Torque= force against angular momentum ?

To convert precession to signal => apply radio pulse at right freq gamma=42.58/tesla*B0

Note: We can selectively excite protons by making B field vary from one position to the next.

Protons will precess around that pulse.

Take ensemble at equilibrium. The protons are all out of phase so only net z magnetization exists.

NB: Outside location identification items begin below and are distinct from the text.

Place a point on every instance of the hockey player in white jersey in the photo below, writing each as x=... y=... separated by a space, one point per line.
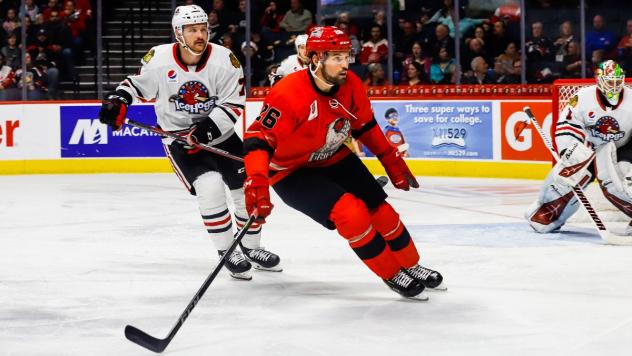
x=594 y=132
x=199 y=91
x=295 y=62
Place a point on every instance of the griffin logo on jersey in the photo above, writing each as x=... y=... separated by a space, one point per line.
x=337 y=132
x=193 y=97
x=147 y=57
x=607 y=128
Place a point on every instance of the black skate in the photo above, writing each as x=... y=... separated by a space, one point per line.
x=238 y=266
x=406 y=286
x=263 y=260
x=429 y=278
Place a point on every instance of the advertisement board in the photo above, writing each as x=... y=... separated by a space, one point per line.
x=82 y=135
x=438 y=129
x=520 y=142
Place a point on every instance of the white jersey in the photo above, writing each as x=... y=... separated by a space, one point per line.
x=589 y=117
x=188 y=94
x=288 y=66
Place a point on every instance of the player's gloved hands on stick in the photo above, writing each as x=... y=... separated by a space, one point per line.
x=397 y=170
x=257 y=192
x=113 y=111
x=202 y=132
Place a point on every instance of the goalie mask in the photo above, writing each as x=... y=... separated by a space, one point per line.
x=610 y=80
x=188 y=15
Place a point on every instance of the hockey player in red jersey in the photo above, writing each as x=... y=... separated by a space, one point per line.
x=301 y=138
x=199 y=92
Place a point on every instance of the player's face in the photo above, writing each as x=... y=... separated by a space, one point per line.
x=335 y=67
x=195 y=36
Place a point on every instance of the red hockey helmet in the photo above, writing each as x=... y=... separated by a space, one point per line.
x=327 y=38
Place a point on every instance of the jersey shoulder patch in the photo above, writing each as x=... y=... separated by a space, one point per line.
x=234 y=61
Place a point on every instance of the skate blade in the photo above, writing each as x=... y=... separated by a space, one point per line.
x=441 y=287
x=243 y=276
x=267 y=269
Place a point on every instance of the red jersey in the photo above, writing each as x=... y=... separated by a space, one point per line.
x=302 y=126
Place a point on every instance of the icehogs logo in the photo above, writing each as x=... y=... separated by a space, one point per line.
x=607 y=129
x=193 y=97
x=337 y=133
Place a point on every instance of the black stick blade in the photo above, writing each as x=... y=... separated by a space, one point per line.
x=145 y=340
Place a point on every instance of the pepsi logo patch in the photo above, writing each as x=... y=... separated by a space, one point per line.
x=172 y=75
x=607 y=128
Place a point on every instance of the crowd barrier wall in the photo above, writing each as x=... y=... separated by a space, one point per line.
x=452 y=137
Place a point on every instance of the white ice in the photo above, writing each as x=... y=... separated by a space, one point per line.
x=81 y=256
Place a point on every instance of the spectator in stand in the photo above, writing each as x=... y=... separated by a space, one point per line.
x=10 y=22
x=29 y=9
x=375 y=50
x=376 y=76
x=443 y=69
x=271 y=19
x=215 y=29
x=35 y=80
x=600 y=38
x=53 y=5
x=7 y=80
x=442 y=40
x=562 y=41
x=415 y=75
x=481 y=73
x=11 y=52
x=624 y=49
x=507 y=65
x=538 y=46
x=474 y=49
x=572 y=62
x=296 y=19
x=499 y=39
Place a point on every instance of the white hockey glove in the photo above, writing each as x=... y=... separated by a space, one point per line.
x=573 y=164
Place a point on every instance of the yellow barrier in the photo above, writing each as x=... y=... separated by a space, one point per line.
x=493 y=169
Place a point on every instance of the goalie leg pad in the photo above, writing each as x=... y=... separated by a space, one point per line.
x=353 y=222
x=554 y=206
x=387 y=223
x=211 y=199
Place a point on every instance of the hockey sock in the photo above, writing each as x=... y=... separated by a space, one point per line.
x=352 y=220
x=387 y=222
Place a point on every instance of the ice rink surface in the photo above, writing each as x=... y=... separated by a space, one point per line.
x=81 y=256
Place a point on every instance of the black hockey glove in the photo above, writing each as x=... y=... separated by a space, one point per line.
x=114 y=110
x=203 y=132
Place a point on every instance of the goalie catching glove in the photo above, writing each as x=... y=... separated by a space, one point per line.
x=114 y=110
x=573 y=164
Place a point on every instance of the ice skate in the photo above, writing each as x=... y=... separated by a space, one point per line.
x=262 y=259
x=406 y=286
x=238 y=265
x=429 y=278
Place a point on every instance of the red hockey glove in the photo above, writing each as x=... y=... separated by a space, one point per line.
x=397 y=170
x=114 y=110
x=257 y=192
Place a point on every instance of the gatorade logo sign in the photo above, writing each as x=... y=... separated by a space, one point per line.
x=522 y=142
x=7 y=132
x=83 y=135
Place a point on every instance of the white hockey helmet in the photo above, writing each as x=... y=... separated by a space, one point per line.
x=187 y=15
x=301 y=40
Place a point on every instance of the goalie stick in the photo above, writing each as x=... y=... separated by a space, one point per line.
x=154 y=344
x=605 y=234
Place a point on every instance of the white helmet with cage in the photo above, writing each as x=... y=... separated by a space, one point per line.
x=187 y=15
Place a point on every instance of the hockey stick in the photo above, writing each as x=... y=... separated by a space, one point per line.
x=154 y=344
x=605 y=234
x=184 y=140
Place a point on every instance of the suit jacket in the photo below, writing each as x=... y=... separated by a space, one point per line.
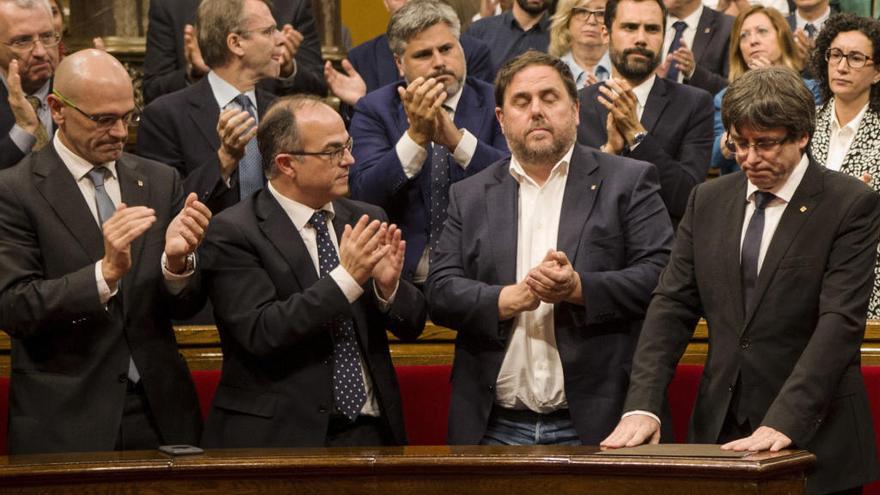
x=678 y=119
x=614 y=229
x=274 y=315
x=70 y=353
x=165 y=64
x=375 y=63
x=711 y=45
x=9 y=152
x=180 y=129
x=796 y=349
x=377 y=176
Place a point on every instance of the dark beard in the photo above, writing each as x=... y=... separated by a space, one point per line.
x=524 y=4
x=634 y=71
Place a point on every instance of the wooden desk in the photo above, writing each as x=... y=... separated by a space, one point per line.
x=442 y=470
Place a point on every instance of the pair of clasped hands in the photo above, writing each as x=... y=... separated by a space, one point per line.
x=552 y=281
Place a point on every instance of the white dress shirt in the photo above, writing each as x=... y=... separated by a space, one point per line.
x=79 y=169
x=531 y=374
x=300 y=215
x=841 y=138
x=688 y=36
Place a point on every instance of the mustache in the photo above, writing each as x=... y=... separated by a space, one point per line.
x=640 y=51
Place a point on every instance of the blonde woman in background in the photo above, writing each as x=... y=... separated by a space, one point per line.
x=578 y=37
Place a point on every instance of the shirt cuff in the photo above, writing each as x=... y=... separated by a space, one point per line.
x=465 y=150
x=176 y=282
x=639 y=412
x=104 y=290
x=346 y=283
x=24 y=140
x=411 y=155
x=384 y=305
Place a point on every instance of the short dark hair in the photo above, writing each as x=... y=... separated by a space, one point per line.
x=532 y=57
x=611 y=12
x=215 y=19
x=769 y=98
x=841 y=23
x=278 y=129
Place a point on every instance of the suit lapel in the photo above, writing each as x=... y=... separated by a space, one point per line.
x=63 y=195
x=584 y=182
x=501 y=207
x=796 y=214
x=657 y=101
x=281 y=232
x=204 y=112
x=731 y=225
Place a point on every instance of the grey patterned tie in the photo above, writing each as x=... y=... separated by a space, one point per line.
x=105 y=211
x=349 y=392
x=751 y=248
x=439 y=190
x=250 y=167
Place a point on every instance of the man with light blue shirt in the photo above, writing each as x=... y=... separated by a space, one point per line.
x=207 y=130
x=28 y=56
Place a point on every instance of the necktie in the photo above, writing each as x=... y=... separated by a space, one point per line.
x=439 y=190
x=751 y=247
x=810 y=30
x=348 y=384
x=105 y=211
x=679 y=26
x=250 y=167
x=41 y=134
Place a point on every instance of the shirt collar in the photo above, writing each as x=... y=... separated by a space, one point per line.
x=800 y=22
x=786 y=191
x=77 y=165
x=852 y=124
x=224 y=92
x=561 y=168
x=298 y=213
x=692 y=20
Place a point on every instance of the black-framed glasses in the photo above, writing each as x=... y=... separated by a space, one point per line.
x=102 y=120
x=265 y=31
x=855 y=60
x=27 y=43
x=762 y=146
x=583 y=14
x=336 y=154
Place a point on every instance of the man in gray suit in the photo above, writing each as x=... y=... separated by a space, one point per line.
x=96 y=256
x=545 y=267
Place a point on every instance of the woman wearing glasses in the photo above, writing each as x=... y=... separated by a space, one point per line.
x=847 y=136
x=760 y=38
x=578 y=37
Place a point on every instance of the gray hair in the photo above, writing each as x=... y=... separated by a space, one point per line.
x=769 y=98
x=415 y=17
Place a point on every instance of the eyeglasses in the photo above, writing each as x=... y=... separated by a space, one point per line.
x=266 y=31
x=336 y=155
x=103 y=120
x=763 y=146
x=25 y=44
x=855 y=60
x=583 y=14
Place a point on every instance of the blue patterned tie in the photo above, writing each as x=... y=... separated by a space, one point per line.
x=751 y=248
x=439 y=190
x=348 y=384
x=679 y=26
x=250 y=167
x=105 y=211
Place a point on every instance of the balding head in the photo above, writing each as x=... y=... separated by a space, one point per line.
x=91 y=102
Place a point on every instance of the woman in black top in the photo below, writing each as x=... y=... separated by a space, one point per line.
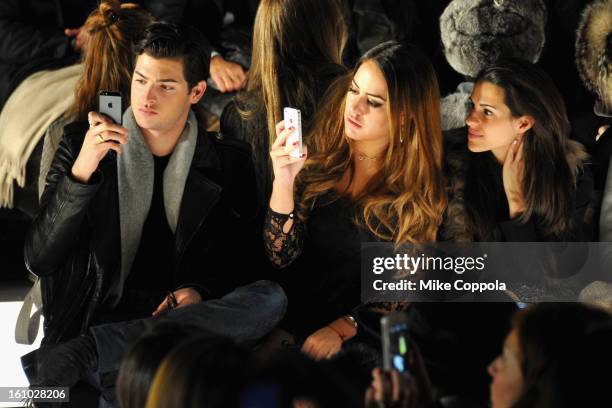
x=520 y=178
x=376 y=176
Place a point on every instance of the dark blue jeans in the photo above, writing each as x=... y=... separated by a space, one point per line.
x=245 y=315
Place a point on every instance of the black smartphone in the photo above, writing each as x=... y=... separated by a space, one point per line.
x=395 y=342
x=109 y=104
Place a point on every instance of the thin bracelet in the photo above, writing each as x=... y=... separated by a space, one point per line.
x=352 y=320
x=342 y=337
x=280 y=218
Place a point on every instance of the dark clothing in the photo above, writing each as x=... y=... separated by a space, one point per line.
x=258 y=307
x=328 y=267
x=74 y=242
x=155 y=257
x=32 y=37
x=255 y=130
x=205 y=15
x=457 y=340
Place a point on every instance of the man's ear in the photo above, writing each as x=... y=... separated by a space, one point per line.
x=524 y=123
x=197 y=92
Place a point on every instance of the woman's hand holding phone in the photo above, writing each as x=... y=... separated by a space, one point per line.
x=103 y=135
x=286 y=167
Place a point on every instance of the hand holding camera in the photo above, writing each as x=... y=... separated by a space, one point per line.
x=103 y=135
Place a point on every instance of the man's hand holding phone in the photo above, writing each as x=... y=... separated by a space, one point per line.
x=103 y=135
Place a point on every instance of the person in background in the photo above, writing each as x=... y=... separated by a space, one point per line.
x=293 y=64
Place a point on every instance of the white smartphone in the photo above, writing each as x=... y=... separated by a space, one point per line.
x=109 y=103
x=395 y=341
x=293 y=117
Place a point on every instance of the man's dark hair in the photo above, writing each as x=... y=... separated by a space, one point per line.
x=169 y=40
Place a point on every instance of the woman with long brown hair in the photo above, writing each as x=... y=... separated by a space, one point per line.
x=110 y=30
x=376 y=176
x=294 y=61
x=514 y=173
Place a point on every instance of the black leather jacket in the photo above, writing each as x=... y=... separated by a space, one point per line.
x=74 y=242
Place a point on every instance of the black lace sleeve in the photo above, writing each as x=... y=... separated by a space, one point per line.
x=282 y=248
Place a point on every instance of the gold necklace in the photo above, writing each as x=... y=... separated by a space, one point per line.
x=363 y=156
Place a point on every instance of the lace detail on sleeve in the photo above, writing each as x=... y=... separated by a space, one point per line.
x=282 y=248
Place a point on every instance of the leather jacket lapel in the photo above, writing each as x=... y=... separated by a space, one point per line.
x=201 y=192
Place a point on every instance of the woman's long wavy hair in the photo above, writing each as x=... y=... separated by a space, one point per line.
x=295 y=44
x=405 y=202
x=552 y=160
x=111 y=29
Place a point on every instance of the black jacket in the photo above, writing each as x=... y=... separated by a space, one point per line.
x=74 y=242
x=32 y=37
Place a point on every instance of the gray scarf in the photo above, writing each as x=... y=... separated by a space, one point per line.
x=135 y=184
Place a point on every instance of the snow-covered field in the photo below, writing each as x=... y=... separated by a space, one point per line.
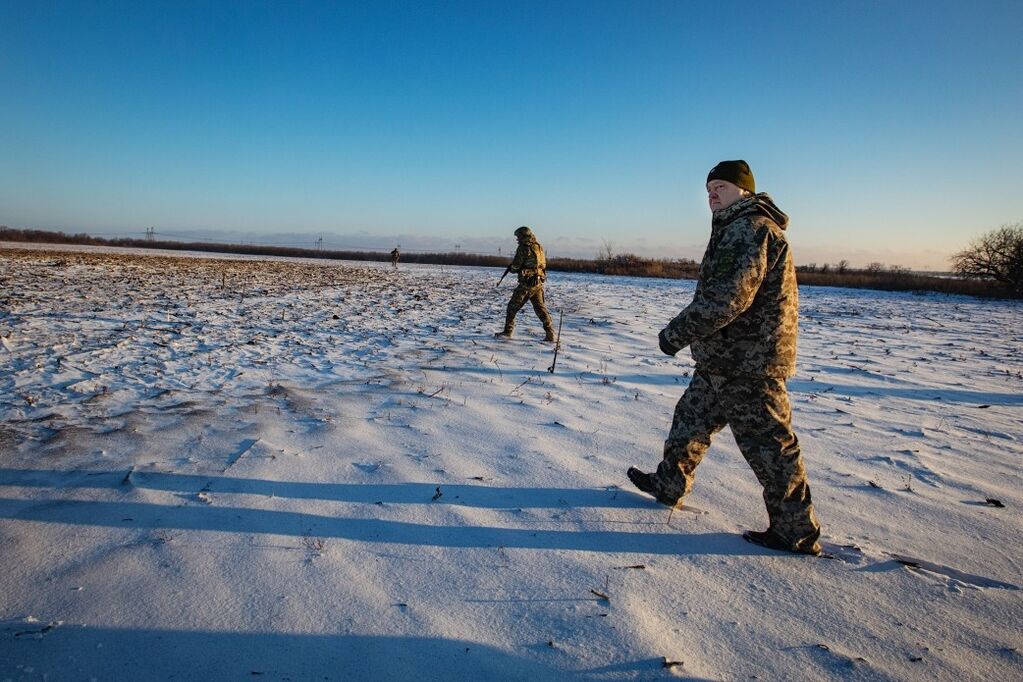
x=224 y=468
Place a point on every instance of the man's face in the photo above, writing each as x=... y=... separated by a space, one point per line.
x=721 y=193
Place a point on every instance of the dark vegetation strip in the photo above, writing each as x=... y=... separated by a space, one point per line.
x=893 y=278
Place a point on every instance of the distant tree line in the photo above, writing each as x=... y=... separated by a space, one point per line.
x=992 y=267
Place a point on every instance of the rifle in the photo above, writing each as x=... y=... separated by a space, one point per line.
x=558 y=342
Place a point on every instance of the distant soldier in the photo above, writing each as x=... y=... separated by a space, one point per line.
x=531 y=265
x=741 y=327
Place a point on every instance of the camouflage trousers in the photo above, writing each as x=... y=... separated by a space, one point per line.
x=759 y=414
x=534 y=293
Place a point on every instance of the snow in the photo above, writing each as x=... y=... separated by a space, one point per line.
x=217 y=467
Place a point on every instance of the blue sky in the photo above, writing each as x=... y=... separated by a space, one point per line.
x=889 y=131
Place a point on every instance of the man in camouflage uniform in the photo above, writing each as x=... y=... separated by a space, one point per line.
x=531 y=264
x=741 y=327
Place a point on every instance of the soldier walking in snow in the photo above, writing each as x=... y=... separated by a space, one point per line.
x=531 y=265
x=741 y=327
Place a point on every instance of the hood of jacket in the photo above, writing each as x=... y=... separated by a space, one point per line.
x=754 y=205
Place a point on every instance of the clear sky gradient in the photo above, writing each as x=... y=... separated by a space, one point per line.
x=889 y=131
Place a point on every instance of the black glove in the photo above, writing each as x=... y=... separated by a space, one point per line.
x=666 y=346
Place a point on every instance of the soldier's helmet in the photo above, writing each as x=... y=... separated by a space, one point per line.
x=523 y=233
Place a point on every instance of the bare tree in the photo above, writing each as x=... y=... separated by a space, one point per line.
x=996 y=255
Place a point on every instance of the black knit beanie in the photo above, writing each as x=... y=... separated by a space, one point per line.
x=736 y=172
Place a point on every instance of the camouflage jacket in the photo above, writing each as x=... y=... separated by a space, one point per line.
x=744 y=316
x=529 y=261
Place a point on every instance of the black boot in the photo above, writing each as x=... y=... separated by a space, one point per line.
x=643 y=482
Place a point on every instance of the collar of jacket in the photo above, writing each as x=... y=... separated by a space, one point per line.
x=761 y=205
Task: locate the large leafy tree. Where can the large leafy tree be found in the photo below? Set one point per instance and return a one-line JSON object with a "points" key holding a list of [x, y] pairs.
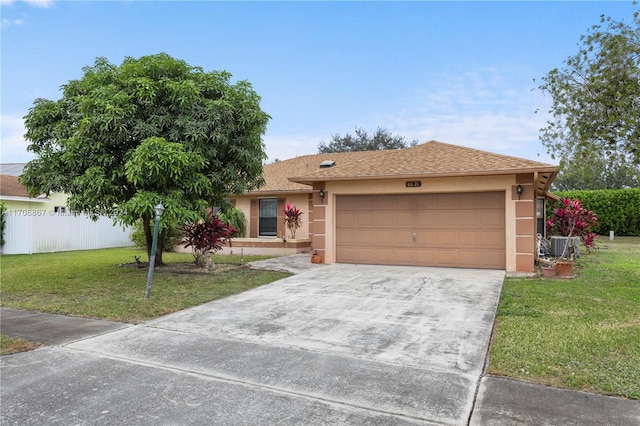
{"points": [[596, 95], [152, 130], [362, 141]]}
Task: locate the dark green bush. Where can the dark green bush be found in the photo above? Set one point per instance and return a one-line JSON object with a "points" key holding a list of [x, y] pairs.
{"points": [[618, 210], [234, 217]]}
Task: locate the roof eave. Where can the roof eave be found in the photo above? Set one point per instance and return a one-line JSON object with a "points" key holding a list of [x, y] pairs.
{"points": [[308, 180]]}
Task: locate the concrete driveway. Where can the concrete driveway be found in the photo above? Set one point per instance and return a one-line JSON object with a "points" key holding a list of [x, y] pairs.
{"points": [[338, 344]]}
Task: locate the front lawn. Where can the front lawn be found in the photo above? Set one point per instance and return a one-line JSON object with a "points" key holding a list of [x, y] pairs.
{"points": [[581, 333], [92, 284]]}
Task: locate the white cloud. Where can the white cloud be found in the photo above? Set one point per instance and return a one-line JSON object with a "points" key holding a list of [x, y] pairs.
{"points": [[489, 110], [43, 4], [283, 147], [10, 22], [14, 147]]}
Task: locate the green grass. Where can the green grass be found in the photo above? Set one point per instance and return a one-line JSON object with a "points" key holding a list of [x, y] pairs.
{"points": [[12, 345], [92, 284], [580, 333]]}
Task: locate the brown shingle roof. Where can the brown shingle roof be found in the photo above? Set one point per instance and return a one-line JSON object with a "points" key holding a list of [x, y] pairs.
{"points": [[10, 187], [276, 175], [430, 159]]}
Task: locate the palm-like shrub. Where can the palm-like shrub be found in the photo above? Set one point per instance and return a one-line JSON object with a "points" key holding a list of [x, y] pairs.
{"points": [[292, 218]]}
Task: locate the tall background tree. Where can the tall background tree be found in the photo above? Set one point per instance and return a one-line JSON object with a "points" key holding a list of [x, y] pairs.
{"points": [[381, 139], [596, 99], [154, 129]]}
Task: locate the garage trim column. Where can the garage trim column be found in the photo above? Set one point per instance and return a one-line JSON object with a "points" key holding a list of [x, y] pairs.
{"points": [[525, 223], [317, 228]]}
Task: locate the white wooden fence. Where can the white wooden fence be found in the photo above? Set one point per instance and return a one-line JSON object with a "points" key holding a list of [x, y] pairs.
{"points": [[39, 231]]}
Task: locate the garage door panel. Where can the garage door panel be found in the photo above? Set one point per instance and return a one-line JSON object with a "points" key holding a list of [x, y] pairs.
{"points": [[492, 239], [346, 218], [445, 257], [425, 218], [491, 200], [450, 219], [470, 238], [403, 218], [446, 238], [385, 217], [456, 230], [494, 218]]}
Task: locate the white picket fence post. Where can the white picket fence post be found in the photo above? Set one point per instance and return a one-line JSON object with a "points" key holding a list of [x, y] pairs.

The radio pulse couples only to the z-component of magnetization, turning the z-component into xy => MR signal

Mxy (after pulse)= Mz (before pulse)

Mz does not precess, but Mxy does.

Keep in mind, we change between lab and rotating frame of reference. Use the rotating from to understand the RF pulse.

How fast does precession occur around B1? Remember B0 is in tesla, B1 is in millitesla. Hence, precession for B1 1-3 kHz.

Question: Orientation of wires: Remember, EMF = k dB/dt. We need to have the wire sense a changing field (that is, be perpendicular).

Choice of antenna: choose antenna that is closest as possible to pick up as much signal as possible.

Equations from last time:

Mz = Mo (1- exp(-tr/T1))

tr = repetition time, ie time between RF pulses

Longer time between pulses, get more signal back.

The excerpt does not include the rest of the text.